Health Equity Requires Common Sense Design Principles

As an ER physician and the new Founding Director of Health DesignED, the Acute Care Design and Innovation Center in the Department of Emergency Medicine at Emory, I often reflect on the design ideas and core questions that guide me personally. The design principles below are principles that I’ve developed over time through experience. In most cases, they also just reflect the fundamental elements of good design, or as like to say, common sense. 

  1. Account for Reality. The world and our systems are not ideal, and we must account for their values and track records.

  2. Be explicit about implicit bias. Bias is implicit in the very design of our systems, organizational methods, research methods, and daily practices. We must acknowledge the elephant in the room.

  3. Understand how your unique perspective (and its limitations) influences your interpretation of events, structures, and other people. For example, I am a first generation black Harvard education female doctor. I see the world from this view and understand that my lived experience helps to determine what I see and don’t see.

  4. Actively generate stories of empathy as you design for others, with others. Embrace the fact that ideas that do not at first make sense to you may very well be the same ideas that propel your own thinking and creative process.

  5. Practice mutual accountability. Contrary to the messages we’ve been given, we are not only responsible for ourselves; we are also responsible for each other’s health and well-being because we live in a community. We are accountable to each other.

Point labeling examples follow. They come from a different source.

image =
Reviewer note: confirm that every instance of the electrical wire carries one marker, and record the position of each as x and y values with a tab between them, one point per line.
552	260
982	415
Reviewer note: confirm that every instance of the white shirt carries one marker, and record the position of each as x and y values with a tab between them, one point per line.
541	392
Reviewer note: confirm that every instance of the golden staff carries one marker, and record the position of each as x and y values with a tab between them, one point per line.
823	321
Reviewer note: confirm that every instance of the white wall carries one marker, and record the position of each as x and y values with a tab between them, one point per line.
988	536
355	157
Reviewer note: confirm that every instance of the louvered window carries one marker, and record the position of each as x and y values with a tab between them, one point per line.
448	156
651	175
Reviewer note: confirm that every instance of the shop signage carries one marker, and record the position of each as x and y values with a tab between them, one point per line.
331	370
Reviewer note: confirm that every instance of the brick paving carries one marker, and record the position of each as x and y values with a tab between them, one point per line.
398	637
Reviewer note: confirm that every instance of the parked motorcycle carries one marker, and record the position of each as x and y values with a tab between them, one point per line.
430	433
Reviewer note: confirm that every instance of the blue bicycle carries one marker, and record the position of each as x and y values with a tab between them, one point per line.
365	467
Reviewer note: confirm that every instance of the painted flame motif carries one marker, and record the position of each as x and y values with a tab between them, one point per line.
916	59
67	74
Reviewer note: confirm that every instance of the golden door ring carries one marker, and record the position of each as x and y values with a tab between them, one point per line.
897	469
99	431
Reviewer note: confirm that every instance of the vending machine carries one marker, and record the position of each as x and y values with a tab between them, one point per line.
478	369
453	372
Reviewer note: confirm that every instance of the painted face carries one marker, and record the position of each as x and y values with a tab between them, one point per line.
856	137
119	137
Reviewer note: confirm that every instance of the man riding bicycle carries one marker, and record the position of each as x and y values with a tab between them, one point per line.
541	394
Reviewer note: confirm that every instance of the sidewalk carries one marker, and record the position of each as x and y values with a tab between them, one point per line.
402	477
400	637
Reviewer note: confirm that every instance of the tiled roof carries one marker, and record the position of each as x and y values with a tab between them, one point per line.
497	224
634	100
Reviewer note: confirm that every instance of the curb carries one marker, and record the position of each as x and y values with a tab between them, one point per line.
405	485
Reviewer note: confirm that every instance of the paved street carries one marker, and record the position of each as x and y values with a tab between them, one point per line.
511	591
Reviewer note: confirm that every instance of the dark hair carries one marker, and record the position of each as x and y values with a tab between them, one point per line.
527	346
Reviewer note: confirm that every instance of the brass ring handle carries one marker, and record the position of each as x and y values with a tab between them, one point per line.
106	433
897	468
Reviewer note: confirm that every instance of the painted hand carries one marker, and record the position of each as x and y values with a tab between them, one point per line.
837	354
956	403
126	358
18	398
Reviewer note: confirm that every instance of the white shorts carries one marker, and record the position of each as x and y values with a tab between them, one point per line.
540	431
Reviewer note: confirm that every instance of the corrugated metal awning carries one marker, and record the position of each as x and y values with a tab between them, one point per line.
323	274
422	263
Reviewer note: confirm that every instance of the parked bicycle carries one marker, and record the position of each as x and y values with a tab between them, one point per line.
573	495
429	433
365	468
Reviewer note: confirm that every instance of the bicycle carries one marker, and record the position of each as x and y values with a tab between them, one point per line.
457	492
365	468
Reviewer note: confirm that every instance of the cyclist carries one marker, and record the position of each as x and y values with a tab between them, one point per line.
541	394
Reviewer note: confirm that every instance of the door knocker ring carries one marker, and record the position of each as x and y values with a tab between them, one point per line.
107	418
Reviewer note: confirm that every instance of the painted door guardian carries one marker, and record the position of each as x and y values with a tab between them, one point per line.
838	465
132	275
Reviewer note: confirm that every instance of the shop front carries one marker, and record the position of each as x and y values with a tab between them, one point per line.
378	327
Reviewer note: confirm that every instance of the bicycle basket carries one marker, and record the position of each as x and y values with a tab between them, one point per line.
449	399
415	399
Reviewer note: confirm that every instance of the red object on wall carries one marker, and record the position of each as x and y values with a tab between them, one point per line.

  6. Juxtapose the mainstream story you hear all of the time to the underrepresented tale. See what that reveals. Let this inform what you do next.

  7. Define the real problem. Consider the most popular or common framing of the problem you are aiming to tackle. State your own assumptions, personal biases, and institutional biases out loud. Then redefine the problem.

  8. Ideate with anyone and everyone. Be humble. Good design requires confidence and humility.

  9. Prototype for the “base of the pyramid.” Products and services that meet core universal needs will stand against the pendulum of trends. 

  10. Account for one generation before and one generation after in your design work. As Indigenous peoples have taught us, aim to take the long view of how solutions may influence generations to come and the larger systems they live within.

How did I arrive at these specific principles? 

I cannot remember a time when I was not thinking about how people experience illness based on the myriad socio-cultural factors that underlie wellness. In tackling complex health system challenges across an array of global contexts, my work has always been aligned with systems thinking and interdisciplinary frameworks. Indeed, I developed my health equity “lens” through systems thinking. I notice this formal and informal design lens in the work of thought leaders like Prashant Yadav, Timothy Peck, and Dori Tunstall. These are all design and healthcare leaders who are deep in the work of finding solutions in the midst of imperfect systems layered with human complexity.

As with everything, I am sure that through iteration, these principles will evolve over time. As my team members and I work to equitably redefine the frontier of acute care, I hope these principles can help guide us. More than anything, I hope we bring more humanity to our structures and let our systems and structures be molded by the diversity of lived experience among our patients.